Leondis notes that some decreases or increases are due to reporting issues rather than to actual crop fluctuations. "When I see subtle changes like that I'm not real worried about those types of changes," Leondis said.
"We rely on people to complete surveys," Leondis said. "We extrapolate data."
Leondis explained that industry groups provide the county's Department of Agriculture, Weights and Measures (AWM) with statistics to help make up for uncompleted surveys.
Crop rotation may also contribute to significant differences. One potato farmer has land on both sides of the county line and rotates his crops. "Crop rotation is extremely important to potatoes," Leondis said. "We just don't see what they get in Riverside County."

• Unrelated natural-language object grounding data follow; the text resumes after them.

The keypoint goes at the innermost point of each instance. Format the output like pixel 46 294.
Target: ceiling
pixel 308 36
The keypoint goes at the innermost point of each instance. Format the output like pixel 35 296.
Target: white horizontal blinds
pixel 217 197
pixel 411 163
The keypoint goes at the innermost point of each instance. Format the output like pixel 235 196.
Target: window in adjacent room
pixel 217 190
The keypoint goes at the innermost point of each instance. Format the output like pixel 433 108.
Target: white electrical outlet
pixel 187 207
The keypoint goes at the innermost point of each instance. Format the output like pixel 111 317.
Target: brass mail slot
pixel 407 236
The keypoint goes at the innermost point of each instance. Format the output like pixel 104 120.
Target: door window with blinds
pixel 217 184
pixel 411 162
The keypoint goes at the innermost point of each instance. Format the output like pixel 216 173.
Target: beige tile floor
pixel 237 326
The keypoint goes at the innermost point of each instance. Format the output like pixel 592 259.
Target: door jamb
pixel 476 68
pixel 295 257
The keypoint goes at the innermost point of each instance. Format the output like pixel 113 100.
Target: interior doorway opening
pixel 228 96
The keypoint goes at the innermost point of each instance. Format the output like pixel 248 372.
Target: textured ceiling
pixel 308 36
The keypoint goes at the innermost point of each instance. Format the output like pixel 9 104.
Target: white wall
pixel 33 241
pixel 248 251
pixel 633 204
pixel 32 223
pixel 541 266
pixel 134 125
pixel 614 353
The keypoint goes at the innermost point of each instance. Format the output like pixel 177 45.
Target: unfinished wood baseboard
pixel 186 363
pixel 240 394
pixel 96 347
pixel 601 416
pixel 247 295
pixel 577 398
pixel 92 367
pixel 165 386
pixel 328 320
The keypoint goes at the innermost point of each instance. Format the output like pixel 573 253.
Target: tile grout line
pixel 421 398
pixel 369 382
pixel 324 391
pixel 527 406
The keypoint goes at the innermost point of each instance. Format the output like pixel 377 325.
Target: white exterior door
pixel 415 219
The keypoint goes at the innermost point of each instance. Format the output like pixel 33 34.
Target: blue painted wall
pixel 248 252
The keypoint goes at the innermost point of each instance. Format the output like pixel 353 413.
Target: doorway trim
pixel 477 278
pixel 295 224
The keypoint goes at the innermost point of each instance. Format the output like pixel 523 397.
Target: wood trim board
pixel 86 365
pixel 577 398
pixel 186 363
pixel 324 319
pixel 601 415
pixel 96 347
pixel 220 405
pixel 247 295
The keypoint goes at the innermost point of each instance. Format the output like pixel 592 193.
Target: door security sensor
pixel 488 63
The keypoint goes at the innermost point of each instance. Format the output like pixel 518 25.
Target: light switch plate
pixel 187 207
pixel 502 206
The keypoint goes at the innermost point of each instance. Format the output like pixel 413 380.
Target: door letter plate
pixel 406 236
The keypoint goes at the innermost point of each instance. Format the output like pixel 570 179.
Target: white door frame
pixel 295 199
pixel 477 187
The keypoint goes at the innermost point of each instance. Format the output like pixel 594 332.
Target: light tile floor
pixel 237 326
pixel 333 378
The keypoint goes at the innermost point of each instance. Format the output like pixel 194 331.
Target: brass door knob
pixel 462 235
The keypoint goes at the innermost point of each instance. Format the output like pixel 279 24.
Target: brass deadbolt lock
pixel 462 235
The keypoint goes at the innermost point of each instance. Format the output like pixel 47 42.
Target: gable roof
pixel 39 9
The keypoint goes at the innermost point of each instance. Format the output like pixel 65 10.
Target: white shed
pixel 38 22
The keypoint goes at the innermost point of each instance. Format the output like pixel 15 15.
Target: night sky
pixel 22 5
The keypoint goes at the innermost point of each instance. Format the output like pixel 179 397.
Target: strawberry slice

Potatoes had the largest increase of any crop in acreage at 195.6 percent from 203 to 600 and in value at 190.5 percent from $886,000 to $2,574,000.
All apiary crops increased in value, including a 16.0 percent increase in pollen from $70,000 to $81,200. "These are so important," Leondis said. "At a time you see issues related to bee health in the news every day it's really good to see these numbers."
Honey, bees wax, and bees and queens also increased in value (pollination services were listed at $1,150,000 for both years). The county's total apiary production value was $2,245,470, a 3.6 percent increase from $2,168,007.
Eggs declined 28.0 percent in value from $75,904,920 to $54,665,626 and 14.9 percent in production from 83,412,000 dozen to 70,994,320 dozen. "I'm not aware of anything significant that would have contributed to this," Leondis said.
The only change in rankings among the top ten crops involved a switch between eighth and ninth, as an 8.0 percent drop in herbaceous perennials value from $26,235,355 to $24,125,273 allowed cacti and succulents to gain a position after increasing 0.7 percent from $25,153,520 to $25,333,188.
"I think the whole thing is good news," Leondis said. "I'm very happy to see how our growers have been able to remain flexible enough."